Pesan itu menjadi poin utama sambutannya saat membuka kegiatan Pembinaan Lembaga dalam Pengutamaan Bahasa Negara Tahun 2025 yang digelar Balai Bahasa Provinsi Kalimantan Tengah di Swiss-Belhotel Danum, Kamis, 20 November 2025.
Hamka menilai ketertiban penggunaan bahasa Indonesia di berbagai institusi masih belum merata, baik dalam penyusunan dokumen resmi maupun tampilan ruang publik. Kondisi ini menurutnya harus menjadi perhatian serius pemerintah daerah karena menyangkut wibawa lembaga.

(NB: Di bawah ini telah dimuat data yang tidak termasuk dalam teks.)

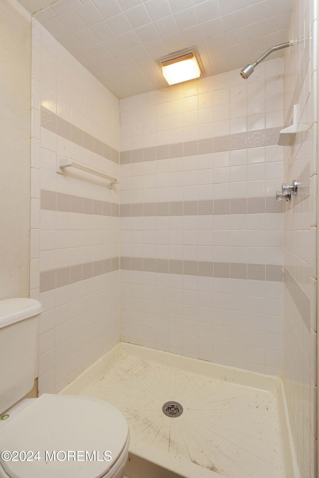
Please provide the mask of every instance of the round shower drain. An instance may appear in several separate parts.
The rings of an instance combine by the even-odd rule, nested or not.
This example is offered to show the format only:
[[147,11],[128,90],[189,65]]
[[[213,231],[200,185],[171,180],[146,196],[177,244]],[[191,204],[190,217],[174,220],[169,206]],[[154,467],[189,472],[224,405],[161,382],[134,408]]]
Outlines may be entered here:
[[183,413],[183,407],[178,402],[166,402],[161,409],[164,414],[170,418],[179,417]]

“Kalau pemerintah tidak memberi contoh, lembaga lain akan ikut abai. Pemda harus menjadi teladan bagaimana bahasa Indonesia diterapkan dengan tepat, tertib, dan berwibawa,” tegasnya.

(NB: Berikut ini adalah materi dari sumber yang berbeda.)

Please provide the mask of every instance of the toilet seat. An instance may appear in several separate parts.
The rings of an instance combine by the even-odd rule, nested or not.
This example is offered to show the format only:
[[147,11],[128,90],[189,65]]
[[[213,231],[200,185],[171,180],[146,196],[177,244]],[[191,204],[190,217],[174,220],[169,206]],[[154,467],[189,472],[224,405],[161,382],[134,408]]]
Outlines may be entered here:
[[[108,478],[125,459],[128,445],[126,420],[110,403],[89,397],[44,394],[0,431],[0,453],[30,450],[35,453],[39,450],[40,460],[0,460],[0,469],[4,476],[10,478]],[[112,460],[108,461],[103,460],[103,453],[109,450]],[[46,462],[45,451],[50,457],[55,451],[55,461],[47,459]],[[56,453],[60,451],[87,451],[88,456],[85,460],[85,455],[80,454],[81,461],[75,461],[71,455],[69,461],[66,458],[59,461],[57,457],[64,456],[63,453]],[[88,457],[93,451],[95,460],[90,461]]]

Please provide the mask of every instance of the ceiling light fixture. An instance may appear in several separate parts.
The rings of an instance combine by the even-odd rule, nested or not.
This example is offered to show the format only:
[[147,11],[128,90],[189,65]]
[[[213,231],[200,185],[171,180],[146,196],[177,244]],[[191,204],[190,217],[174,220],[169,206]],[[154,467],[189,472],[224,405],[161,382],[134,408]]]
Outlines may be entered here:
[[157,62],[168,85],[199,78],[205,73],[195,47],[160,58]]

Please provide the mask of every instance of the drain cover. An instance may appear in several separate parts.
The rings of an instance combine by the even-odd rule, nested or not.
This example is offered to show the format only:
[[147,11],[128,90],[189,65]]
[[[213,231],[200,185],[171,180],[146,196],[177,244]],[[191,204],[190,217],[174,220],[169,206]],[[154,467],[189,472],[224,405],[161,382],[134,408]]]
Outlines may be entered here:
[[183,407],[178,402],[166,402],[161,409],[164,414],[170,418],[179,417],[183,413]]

Ia menyampaikan bahwa pembinaan bahasa tidak cukup hanya dengan regulasi, tetapi membutuhkan praktik nyata di lapangan. Mulai dari penggunaan bahasa dalam rapat, papan nama kantor, layanan publik, sampai standar penulisan di dokumen internal maupun eksternal.
Hamka juga menekankan bahwa penguatan bahasa Indonesia merupakan bagian dari peningkatan tata kelola pemerintahan. Ketertiban berbahasa, menurutnya, berkaitan dengan profesionalitas instansi dan kredibilitas pelayanan publik.
“Kita ingin masyarakat melihat bahwa pemerintah hadir bukan hanya melalui kebijakan, tetapi juga melalui tata bahasa yang rapi dan konsisten. Ini soal membangun kepercayaan,” ujarnya.
Ia menilai pembinaan bahasa di lembaga pendidikan, pemerintah, dan swasta perlu terus diperkuat, termasuk dengan melakukan pengukuran sikap bahasa sebagai instrumen evaluasi. Pemerintah daerah, kata Hamka, harus memanfaatkan hasil pengukuran tersebut sebagai dasar pembenahan.
Dalam sambutannya, Hamka juga menyinggung pentingnya keberlanjutan pelaksanaan Peraturan Daerah Provinsi Kalteng Nomor 3 Tahun 2022 tentang Pelestarian Bahasa dan Sastra Daerah.
Menurutnya, komitmen pemerintah terhadap bahasa negara harus berjalan seimbang dengan perlindungan bahasa daerah.
Hamka menutup sambutan dengan apresiasi kepada Badan Pengembangan dan Pembinaan Bahasa yang terus membangun kolaborasi dengan pemerintah daerah dalam memperkuat budaya berbahasa yang sehat dan terarah.